Dylan was twenty-one years old when he wrote this. My son is nearly that age now. There is something humbling in that comparison I am not going to pretend I have fully processed. A twenty-one-year-old in 1962 looked at the world clearly enough to ask these questions, and a fifty-one-year-old in 2026 is still using the same questions to understand his own life. The answer has been blowing around this whole time. I just had to slow down enough to feel it.


Your Takeaway This Week ✏️

Two honest questions. No grade, no deadline.


Which road have you been walking, certain that finishing it will finally make you feel like enough? Name it to yourself. Name it honestly. Consider what would happen if you decided you were already enough without finishing it.


When was the last time you actually looked up? Not metaphorically. Literally. Go outside. Find the sky. Stay long enough to notice what is up there.


The answer, my friend, is blowin’ in the wind. The questions are doing more work than you think. The work is staying open long enough to let the wind find you.

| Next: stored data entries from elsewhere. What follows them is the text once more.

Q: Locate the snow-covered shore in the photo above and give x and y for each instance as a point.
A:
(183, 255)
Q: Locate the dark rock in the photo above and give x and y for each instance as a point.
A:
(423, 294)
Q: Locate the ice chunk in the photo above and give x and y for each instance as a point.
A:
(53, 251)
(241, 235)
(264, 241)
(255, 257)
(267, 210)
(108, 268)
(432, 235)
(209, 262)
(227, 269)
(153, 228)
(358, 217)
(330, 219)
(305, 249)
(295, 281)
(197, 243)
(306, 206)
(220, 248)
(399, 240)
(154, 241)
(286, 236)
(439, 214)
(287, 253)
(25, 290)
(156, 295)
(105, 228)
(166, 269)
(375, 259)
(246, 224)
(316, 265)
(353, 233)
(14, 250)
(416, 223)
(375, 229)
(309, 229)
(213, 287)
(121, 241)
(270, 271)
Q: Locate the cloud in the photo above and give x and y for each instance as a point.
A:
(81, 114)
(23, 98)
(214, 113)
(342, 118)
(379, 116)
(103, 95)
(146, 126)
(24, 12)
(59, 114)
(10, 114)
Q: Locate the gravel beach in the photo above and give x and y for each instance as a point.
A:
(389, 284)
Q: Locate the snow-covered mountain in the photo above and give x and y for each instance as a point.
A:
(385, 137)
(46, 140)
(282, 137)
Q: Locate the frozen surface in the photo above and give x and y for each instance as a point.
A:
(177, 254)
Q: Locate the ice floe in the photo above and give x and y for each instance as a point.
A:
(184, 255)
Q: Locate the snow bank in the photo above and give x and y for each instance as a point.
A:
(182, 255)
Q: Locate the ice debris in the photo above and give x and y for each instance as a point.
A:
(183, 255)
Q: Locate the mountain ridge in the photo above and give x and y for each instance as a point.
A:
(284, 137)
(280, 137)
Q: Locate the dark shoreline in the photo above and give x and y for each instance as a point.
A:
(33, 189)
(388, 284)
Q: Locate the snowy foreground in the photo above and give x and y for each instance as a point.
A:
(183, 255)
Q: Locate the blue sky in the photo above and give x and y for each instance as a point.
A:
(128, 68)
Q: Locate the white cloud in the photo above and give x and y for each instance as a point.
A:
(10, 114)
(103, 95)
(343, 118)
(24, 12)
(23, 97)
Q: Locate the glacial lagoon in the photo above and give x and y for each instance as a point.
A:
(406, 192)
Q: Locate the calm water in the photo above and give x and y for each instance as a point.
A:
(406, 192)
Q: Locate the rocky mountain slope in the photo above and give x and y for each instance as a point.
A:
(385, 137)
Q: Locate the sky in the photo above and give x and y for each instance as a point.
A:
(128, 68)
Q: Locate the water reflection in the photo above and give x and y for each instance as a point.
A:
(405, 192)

Take gentle care of yourselves and of each other.


Keep going,


Blake



Disclaimer: While music can be a powerful tool for emotional well-being, it is not a substitute for professional mental health support. The information in this blog is intended for general informational purposes only and does not constitute medical or professional advice. I am not a trained mental health expert. If you are struggling, please reach out to a qualified therapist or counselor. If you are in immediate danger, call 911. You can also contact the Suicide and Crisis Lifeline by calling or texting 988, or text HOME to 741741 to reach the Crisis Text Line.